Das psychiatrische Jahr sollte wenigstens sechs Monate in einer Klinik mit voller Weiterbildungsermächtigung für Psychiatrie und Psychotherapie erfolgen und folgende Bausteine enthalten:

  1. Regelmäßige Teilnahme an Visiten, Teamsitzungen, Gruppensupervisionen, Fallbesprechungen, Konferenzen und stationsinternen Fortbildungsveranstaltungen oder Qualitätszirkeln. Dabei sollte das Kennenlernen des differentialdiagnostischen und differentialtherapeutischen Vorgehens im Mittelpunkt stehen.
  2. Teilnahme am Weiterbildungs-Curriculum der Klinikärzte (Psychopathologie, Forensik, Psychopharmakologie, Sozialpsychiatrie, Diagnostik und Therapie ausgewählter Störungsbilder).
  3. Praktische Anleitung und Durchführung psychopathologischer diagnostischer Verfahren, wie klinischer Interviews, Rating-Verfahren und testpsychologische Verfahren.

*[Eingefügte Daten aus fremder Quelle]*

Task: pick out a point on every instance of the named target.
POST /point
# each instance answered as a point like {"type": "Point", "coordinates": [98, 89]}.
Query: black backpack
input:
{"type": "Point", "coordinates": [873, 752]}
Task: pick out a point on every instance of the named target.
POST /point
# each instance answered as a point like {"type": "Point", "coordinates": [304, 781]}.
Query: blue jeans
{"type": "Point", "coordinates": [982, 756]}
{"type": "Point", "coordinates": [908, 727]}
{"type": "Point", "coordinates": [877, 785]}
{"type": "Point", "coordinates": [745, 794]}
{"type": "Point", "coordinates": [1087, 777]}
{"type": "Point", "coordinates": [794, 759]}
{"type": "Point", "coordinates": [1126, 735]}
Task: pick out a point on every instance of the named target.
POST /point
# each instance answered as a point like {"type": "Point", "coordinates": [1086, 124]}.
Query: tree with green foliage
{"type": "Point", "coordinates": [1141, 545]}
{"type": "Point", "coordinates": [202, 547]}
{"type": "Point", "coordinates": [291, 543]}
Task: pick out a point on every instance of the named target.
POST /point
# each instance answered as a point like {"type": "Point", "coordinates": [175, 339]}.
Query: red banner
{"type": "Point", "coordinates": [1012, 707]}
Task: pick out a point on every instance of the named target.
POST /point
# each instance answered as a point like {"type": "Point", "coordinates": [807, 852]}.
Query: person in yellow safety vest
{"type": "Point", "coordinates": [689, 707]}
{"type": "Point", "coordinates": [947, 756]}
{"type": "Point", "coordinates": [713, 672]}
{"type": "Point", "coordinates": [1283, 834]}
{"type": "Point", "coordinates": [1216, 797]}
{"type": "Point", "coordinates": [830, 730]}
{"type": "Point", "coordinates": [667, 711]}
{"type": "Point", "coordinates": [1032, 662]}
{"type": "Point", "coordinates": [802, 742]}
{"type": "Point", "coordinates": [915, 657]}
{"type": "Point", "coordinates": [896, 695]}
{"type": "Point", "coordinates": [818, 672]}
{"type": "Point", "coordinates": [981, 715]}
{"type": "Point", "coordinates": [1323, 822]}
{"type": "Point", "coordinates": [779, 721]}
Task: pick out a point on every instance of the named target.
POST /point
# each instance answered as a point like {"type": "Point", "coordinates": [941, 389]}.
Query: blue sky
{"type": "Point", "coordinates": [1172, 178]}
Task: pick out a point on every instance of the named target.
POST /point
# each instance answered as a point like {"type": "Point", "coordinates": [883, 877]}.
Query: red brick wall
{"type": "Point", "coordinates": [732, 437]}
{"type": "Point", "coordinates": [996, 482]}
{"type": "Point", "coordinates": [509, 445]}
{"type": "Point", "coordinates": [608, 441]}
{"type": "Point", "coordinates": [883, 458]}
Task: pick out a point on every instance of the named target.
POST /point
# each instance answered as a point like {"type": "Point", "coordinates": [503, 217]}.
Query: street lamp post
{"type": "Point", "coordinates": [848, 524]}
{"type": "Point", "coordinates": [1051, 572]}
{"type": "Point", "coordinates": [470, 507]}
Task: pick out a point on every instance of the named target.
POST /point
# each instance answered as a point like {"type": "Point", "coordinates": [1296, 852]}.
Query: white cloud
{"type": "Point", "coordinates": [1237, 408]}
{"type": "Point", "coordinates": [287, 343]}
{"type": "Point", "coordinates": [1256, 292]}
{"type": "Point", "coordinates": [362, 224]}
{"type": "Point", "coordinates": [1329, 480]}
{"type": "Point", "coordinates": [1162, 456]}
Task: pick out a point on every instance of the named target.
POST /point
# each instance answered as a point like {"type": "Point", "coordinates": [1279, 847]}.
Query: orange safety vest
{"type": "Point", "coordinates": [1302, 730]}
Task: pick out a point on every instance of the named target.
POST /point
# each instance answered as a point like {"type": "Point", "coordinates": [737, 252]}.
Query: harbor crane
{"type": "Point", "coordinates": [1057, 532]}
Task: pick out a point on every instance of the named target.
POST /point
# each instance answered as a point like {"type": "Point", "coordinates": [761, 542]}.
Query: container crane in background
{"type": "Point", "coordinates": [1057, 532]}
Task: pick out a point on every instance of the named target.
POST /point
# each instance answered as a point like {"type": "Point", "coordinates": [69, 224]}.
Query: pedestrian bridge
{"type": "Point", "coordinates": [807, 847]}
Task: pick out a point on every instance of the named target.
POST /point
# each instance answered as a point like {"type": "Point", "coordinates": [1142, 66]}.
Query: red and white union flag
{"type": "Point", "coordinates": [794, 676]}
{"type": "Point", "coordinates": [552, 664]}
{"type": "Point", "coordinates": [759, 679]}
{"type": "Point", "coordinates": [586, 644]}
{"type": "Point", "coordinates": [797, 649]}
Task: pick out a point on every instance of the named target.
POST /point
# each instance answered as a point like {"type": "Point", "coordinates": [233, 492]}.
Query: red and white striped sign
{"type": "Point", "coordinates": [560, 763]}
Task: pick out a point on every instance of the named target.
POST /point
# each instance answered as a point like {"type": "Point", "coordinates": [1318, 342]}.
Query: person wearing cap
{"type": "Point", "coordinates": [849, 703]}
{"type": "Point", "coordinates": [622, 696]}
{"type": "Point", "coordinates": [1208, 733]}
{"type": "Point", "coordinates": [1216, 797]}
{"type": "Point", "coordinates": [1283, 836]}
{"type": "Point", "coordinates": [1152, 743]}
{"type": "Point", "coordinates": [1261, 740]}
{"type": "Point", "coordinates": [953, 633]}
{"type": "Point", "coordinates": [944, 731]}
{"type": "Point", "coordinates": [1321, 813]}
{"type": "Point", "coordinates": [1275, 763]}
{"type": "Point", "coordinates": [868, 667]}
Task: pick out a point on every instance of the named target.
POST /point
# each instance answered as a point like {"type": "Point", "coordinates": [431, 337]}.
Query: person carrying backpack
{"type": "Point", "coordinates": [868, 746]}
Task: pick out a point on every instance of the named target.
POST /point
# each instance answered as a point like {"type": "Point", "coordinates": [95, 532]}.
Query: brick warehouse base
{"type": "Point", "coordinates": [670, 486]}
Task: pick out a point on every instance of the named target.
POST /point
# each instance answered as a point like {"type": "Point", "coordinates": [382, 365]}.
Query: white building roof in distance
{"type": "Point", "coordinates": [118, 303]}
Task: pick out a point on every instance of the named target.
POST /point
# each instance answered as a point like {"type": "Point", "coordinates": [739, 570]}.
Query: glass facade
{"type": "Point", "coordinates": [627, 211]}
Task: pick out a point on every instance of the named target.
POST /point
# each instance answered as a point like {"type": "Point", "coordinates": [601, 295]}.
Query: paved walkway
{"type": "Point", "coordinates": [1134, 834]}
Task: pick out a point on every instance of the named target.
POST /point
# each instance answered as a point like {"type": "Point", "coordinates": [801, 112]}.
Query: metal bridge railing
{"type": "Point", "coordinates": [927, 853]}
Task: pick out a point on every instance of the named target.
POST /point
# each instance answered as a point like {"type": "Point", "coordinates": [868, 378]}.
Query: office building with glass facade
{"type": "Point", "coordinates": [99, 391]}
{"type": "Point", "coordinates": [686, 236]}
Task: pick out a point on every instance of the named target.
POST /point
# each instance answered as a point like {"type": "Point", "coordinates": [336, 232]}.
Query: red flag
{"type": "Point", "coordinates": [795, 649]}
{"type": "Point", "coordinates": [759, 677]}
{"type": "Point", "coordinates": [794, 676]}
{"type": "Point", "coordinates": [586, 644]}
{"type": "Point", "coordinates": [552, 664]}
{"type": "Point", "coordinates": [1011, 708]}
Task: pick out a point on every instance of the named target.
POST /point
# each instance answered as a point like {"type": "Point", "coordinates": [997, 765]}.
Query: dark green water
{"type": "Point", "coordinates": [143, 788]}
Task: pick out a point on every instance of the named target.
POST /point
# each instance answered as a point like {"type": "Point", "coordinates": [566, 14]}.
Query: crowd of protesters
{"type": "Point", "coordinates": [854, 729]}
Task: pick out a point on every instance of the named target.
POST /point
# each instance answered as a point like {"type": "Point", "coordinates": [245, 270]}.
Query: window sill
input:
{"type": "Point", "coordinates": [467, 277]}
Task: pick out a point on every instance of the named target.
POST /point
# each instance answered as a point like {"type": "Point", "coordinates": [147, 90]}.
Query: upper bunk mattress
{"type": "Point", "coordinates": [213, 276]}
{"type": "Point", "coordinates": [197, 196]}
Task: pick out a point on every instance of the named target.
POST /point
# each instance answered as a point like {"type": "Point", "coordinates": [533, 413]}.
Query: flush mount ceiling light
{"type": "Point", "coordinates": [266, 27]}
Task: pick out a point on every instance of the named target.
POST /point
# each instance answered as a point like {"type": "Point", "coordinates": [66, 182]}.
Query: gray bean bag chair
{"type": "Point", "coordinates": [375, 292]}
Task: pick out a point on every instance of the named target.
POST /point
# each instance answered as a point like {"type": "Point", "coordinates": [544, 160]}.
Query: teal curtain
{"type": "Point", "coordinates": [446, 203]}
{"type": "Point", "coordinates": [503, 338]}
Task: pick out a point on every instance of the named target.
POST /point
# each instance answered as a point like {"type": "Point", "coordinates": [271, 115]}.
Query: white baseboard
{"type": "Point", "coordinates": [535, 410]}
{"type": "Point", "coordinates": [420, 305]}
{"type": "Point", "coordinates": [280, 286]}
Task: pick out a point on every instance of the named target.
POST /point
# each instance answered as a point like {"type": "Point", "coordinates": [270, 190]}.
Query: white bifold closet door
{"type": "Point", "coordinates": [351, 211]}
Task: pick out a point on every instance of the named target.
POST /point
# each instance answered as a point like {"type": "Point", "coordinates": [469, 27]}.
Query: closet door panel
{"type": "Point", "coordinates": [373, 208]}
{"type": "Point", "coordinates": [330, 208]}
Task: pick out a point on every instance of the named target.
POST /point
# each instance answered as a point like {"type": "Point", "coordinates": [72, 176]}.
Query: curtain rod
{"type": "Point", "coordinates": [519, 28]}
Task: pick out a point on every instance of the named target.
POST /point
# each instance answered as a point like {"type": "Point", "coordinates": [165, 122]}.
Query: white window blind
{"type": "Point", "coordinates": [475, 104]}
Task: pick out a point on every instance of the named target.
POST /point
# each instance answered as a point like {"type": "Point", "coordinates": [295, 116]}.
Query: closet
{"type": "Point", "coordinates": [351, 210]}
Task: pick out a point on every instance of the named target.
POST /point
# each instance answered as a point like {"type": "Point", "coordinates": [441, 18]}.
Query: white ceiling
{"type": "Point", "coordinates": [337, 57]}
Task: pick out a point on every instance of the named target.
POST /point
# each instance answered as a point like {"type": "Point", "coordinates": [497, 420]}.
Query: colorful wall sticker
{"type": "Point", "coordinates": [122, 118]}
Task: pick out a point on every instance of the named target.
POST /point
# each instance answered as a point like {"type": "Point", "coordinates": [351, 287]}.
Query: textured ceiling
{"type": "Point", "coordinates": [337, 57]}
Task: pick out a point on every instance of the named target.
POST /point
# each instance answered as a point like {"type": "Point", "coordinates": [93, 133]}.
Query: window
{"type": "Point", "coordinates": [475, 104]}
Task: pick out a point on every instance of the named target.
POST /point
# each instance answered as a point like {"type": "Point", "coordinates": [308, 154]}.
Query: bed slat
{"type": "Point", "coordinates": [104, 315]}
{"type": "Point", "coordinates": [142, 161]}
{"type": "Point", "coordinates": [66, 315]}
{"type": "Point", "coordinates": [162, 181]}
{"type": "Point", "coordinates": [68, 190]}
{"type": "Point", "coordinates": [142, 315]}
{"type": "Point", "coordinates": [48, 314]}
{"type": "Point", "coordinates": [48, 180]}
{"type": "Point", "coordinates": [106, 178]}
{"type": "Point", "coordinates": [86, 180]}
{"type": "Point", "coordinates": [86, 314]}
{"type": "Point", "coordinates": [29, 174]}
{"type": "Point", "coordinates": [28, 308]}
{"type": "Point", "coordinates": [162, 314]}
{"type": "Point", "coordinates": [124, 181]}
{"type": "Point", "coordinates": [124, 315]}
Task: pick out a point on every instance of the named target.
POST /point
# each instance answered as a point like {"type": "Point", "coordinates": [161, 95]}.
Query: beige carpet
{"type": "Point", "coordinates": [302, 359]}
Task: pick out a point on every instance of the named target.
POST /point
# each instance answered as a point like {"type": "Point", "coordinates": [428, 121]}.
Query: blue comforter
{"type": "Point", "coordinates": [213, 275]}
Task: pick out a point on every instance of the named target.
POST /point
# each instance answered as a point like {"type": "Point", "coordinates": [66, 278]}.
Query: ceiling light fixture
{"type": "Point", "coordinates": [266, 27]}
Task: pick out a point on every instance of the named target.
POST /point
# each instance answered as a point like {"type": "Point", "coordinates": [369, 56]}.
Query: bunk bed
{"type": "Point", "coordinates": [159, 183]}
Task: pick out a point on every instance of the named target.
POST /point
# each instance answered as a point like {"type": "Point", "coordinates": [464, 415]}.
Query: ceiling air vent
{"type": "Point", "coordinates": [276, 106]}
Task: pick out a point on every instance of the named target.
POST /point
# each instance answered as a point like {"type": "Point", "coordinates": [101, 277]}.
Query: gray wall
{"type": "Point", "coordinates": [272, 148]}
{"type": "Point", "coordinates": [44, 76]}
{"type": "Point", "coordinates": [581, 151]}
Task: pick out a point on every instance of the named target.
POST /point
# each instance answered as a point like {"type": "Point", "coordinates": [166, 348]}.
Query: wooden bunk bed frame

  4. Praktische Anleitung zu gezielten psychologischen Trainingsmaßnahmen bei Patienten mit unterschiedlichen Krankheitsbildern im Rahmen komplexer, mehrdimensionaler Therapieprogramme (Entspannungsübungen, Rollenspiele, Selbstsicherheitstraining, Expositionstraining etc.).

Praktische Anleitung zu unterschiedlichen psychologischen Gruppenprogrammen bei unterschiedlichen psychischen Erkrankungen (psychoedukative Gruppen, Angehörigengruppen, soziales Kompetenztraining und Problemlösegruppen etc.).